Recent press action for Wolf Eyes has had the band eschewing the Noise label for the kick ass term Trip Metal. Disaster Amnesiac finds this move astute and fascinating. If any band OWNS the term Noise in the 21st Century, it's pretty clearly Jack White's new label darlings. I mention it here, simply because Thollem Electric likewise could be filed under "Noise" by just about any reviewer, but Operation Sunbeam displays tons more variation within its sounds, and as such, could probably use a bit subtler descriptors.
According to Aural Films bandcamp page, Sunbeam can "[transport] the listener to the Cold War era", but for Disaster Amnesiac, it's very much a now release. By this, I mean that its sounds are best appreciated by present, active, now attention span. Yes, older analog equipment is used throughout. That said, whether one is listening to the throaty, wheezing meditations of the opening track Plutonium Valley, or the woozy, glassy toned The Forest, Encore, And Grable that follows it, one's perceptions will be suitably bent and distorted right along with their sounds in the moment. Dig on the cutting sonic violence of Divine Strake and Operation Icecap. Let their harshness wallop your inner ear. Go down Super Kukla's thorny, hallucinogenic path. Allow the initial alarm bells in Survival City vs. Doomtown do a number on your head. Confer with the Great God Pan as Ship Of The Desert transports you to your own harrowing date with some mental Hassan I Sabbah. Do all of this, yet, please remember that these sounds are of the current paradigm. They're happening NOW.
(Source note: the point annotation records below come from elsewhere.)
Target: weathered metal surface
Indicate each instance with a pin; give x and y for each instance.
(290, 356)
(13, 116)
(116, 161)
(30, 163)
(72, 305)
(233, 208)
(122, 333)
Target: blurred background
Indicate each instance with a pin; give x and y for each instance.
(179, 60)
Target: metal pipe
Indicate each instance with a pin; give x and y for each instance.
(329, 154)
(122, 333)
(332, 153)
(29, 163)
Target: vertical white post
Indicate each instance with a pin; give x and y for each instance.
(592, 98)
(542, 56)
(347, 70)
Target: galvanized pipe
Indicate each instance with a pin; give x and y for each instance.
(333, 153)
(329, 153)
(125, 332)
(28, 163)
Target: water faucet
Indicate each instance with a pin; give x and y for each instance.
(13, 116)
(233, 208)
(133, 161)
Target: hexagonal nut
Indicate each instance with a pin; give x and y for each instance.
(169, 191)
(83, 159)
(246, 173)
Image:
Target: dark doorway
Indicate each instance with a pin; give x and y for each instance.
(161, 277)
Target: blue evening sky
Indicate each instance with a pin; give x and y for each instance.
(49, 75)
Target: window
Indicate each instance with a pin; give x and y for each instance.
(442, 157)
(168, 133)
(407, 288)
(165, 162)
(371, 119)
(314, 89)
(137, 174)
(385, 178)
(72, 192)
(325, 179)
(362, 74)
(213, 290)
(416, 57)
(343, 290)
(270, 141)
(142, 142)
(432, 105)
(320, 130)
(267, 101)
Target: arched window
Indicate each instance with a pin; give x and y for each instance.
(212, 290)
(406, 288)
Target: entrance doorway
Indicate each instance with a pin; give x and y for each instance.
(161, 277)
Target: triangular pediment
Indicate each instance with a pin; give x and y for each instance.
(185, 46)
Using decades-old equipment, and getting really gritty, yet clear recorded tones from it, Thollem Electric has conjured up some amazingly fresh sounds. The best descriptor Disaster Amnesiac can come up with for Operation Sunbeam is "kick ass electronic attack music", but I'm sure that Thollem can do better. I'm just happy these type of sounds are available and accessible.